THE BUZZSAW TECH JARGON AWARDS 2020

The Buzzsaw

List reflects this year’s most frequent tech buzzword submissions by editors and correspondents to www.thebuzzsaw.co.uk, now in its 10th year

The Buzzsaw, an online tool that strips the buzzwords out of press releases, speeches and blog posts, today announces its awards for the worst tech jargon of 2020.

The top 10 list is based on frequency of submissions from tech editors and correspondents worldwide.

The Buzzsaw (www.thebuzzsaw.co.uk ) is compiled and maintained by PR strategist Hamish Thompson who has worked with more than 150 businesses worldwide, many of them tech companies, to promote better communication.

Paste a press release or speech into the Buzzsaw and the document is checked against a database of thousands of tech and other buzzwords and clichés.  The document is returned with all matches struck through in red.

The Buzzsaw is used by thousands of organisations worldwide.

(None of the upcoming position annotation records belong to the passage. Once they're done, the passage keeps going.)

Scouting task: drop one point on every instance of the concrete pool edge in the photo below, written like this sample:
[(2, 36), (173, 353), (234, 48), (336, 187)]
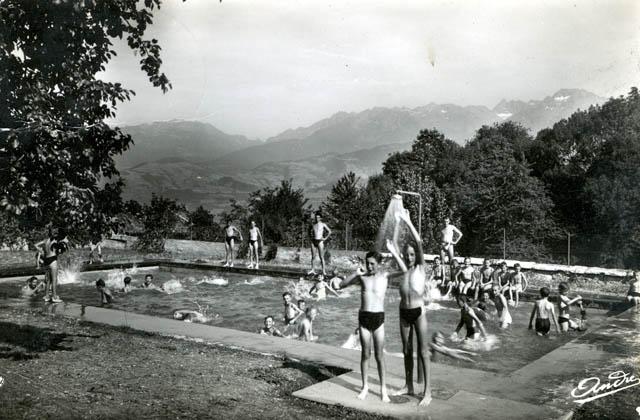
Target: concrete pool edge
[(601, 300)]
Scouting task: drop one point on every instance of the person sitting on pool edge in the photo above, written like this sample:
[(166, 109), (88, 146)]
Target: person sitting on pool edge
[(32, 287), (269, 328), (105, 294), (291, 311), (469, 320), (305, 331), (633, 295), (542, 311)]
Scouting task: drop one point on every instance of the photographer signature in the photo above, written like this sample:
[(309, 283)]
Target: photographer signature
[(590, 389)]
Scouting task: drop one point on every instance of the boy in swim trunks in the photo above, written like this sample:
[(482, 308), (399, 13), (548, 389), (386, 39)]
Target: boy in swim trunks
[(229, 241), (317, 241), (413, 315), (633, 295), (470, 320), (500, 301), (269, 328), (105, 294), (291, 311), (448, 239), (371, 318), (32, 287), (305, 333), (564, 302), (542, 311), (49, 249), (517, 284), (255, 242)]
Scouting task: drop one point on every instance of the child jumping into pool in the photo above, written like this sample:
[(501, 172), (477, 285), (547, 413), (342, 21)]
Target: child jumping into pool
[(269, 328), (371, 319), (105, 294), (564, 303), (543, 311), (255, 242), (291, 310), (413, 315)]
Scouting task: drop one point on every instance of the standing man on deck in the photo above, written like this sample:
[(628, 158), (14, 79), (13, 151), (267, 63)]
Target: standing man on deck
[(318, 230), (49, 249), (449, 239)]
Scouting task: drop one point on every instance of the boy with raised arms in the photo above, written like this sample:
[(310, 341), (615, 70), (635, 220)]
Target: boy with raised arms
[(371, 318), (413, 315)]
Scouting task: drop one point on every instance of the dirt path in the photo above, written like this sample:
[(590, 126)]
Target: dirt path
[(60, 368)]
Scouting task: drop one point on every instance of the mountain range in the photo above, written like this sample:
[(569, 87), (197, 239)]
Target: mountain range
[(199, 164)]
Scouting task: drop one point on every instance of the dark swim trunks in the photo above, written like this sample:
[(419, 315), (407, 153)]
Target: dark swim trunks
[(543, 326), (370, 320), (410, 316), (48, 260)]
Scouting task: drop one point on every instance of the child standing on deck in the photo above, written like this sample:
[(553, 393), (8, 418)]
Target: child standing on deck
[(542, 311), (371, 319)]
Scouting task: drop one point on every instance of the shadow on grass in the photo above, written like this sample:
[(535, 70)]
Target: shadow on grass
[(22, 342)]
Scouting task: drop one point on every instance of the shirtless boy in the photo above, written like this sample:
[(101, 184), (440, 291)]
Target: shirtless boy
[(305, 333), (255, 242), (564, 302), (542, 311), (269, 328), (317, 241), (633, 295), (49, 249), (413, 315), (517, 284), (371, 319), (230, 232), (291, 311), (451, 235)]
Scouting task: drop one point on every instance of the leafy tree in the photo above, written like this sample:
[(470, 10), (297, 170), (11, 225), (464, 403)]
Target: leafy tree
[(160, 218), (497, 192), (56, 151)]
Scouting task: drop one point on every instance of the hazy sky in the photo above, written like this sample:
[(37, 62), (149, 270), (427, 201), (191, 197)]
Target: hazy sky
[(259, 67)]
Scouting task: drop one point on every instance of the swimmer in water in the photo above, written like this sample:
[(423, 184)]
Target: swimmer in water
[(413, 315), (633, 295), (105, 294), (564, 317), (291, 311), (318, 239), (188, 315), (450, 236), (33, 286), (542, 311), (517, 284), (437, 345), (371, 319), (269, 328), (229, 241), (255, 243), (305, 331), (49, 250), (469, 320)]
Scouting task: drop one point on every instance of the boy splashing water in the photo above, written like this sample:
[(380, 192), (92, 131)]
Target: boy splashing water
[(371, 319)]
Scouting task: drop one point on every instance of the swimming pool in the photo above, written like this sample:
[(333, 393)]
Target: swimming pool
[(241, 301)]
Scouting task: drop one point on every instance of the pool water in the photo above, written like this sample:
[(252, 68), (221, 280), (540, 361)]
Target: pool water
[(241, 302)]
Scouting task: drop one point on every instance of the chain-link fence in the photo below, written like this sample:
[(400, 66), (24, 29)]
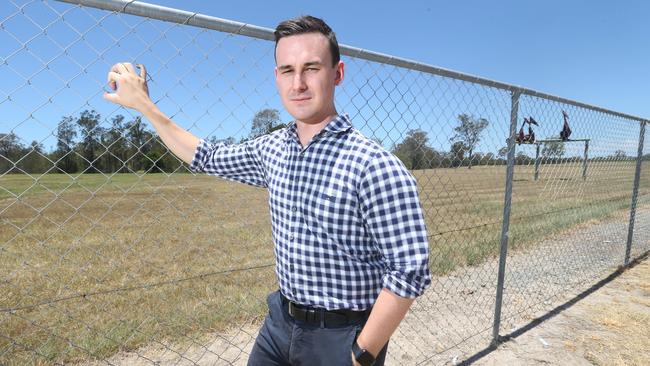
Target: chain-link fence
[(112, 252)]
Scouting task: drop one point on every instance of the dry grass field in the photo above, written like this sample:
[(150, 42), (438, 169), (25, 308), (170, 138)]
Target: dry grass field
[(94, 265), (608, 328)]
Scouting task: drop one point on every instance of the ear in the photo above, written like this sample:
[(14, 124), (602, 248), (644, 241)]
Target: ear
[(340, 73)]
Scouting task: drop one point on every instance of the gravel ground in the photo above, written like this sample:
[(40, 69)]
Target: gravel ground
[(453, 321)]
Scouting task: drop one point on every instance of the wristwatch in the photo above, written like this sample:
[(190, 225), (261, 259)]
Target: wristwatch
[(362, 356)]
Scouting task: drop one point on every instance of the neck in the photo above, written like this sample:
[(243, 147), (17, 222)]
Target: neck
[(307, 130)]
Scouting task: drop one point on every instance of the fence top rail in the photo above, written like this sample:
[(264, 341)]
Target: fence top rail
[(173, 15)]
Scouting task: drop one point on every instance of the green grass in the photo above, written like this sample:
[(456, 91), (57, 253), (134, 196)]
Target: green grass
[(91, 265)]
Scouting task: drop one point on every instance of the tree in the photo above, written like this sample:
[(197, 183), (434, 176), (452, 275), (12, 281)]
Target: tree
[(468, 132), (65, 135), (415, 152), (91, 133), (553, 149), (10, 151), (457, 154), (34, 159), (265, 121), (138, 137), (620, 155), (114, 141)]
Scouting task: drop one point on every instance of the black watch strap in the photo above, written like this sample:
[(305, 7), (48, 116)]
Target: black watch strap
[(362, 356)]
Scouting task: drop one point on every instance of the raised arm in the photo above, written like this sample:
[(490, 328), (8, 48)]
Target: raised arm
[(131, 91)]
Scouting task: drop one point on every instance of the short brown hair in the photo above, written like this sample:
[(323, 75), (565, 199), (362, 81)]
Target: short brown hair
[(308, 24)]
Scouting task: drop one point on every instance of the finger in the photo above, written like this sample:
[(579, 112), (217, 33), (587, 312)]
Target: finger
[(129, 67), (143, 71), (120, 68), (112, 79), (117, 68), (111, 97)]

The 2020 Buzzsaw Tech Hall of Shame (Comments below are supplied by judges):

  1. *preneur.  Judge’s comments: “Bolt any word on the front of this suffix and you’ll find that there is someone styling themselves this way.  Check Google.  It’s a fun sport.  Potatopreneur, burgerpreneur, manurepreneur, you name it – and people do. I’m told there is even a preneurpreneur. Rule of thumb: if you describe yourself as an entrepreneur, you probably aren’t.”
  2. Circle back, reach out, revert, all hands on deck, pivot. – Judge’s comments: “This is essentially a tech pilates session of terrible words and phrases.”
  3. Unicorn. Judge’s comments: “A mythical creature, and candidly, mythical says it all.
  4. ITL.  Judge’s comments: “As brutal human resources speak, or human capital as it now seems to be called, ITL, or invitation to leave, is about as hard as they come.  It’s another word for dismissal or sacking or redundancy, and companies ought to have the grace and the guts to say so.”
  5. Ship.  Judge’s comments:  “Abbreviations are common in tech companies, but in the same way that signing off with ‘Best’ is an act of egregious laziness, ‘ship’ instead of ‘relationship’, as in ‘we have a great ship with that company’ makes the ‘relation’, which is sort of the point, seem commoditised.”
  6. Interrogate.  Judge’s comments: “It mostly applies to data, thankfully, but the word still feels a bit ‘torturey’ for my liking.”
  7. Disambiguate.  Judge’s comments: “This is the uberbuzzword.  It means clarify, but does the opposite. It is like washing a window with mud.”
  8. Thought leader.  Judge’s comments: “Someone said recently that a thought leader is someone who is rich and unemployed.  Anyone who puts this in their bio is likely to be pretty disappointing.”
  9. Servitization. Judge’s comments: “As far as I can tell, this means service.”
  10. Content. Judge’s comments: “Second only to the vacuum of space as the emptiest thing in the universe. It’s like calling literature or journalism ‘words’. It’s the high watermark in the commoditisation of writing.”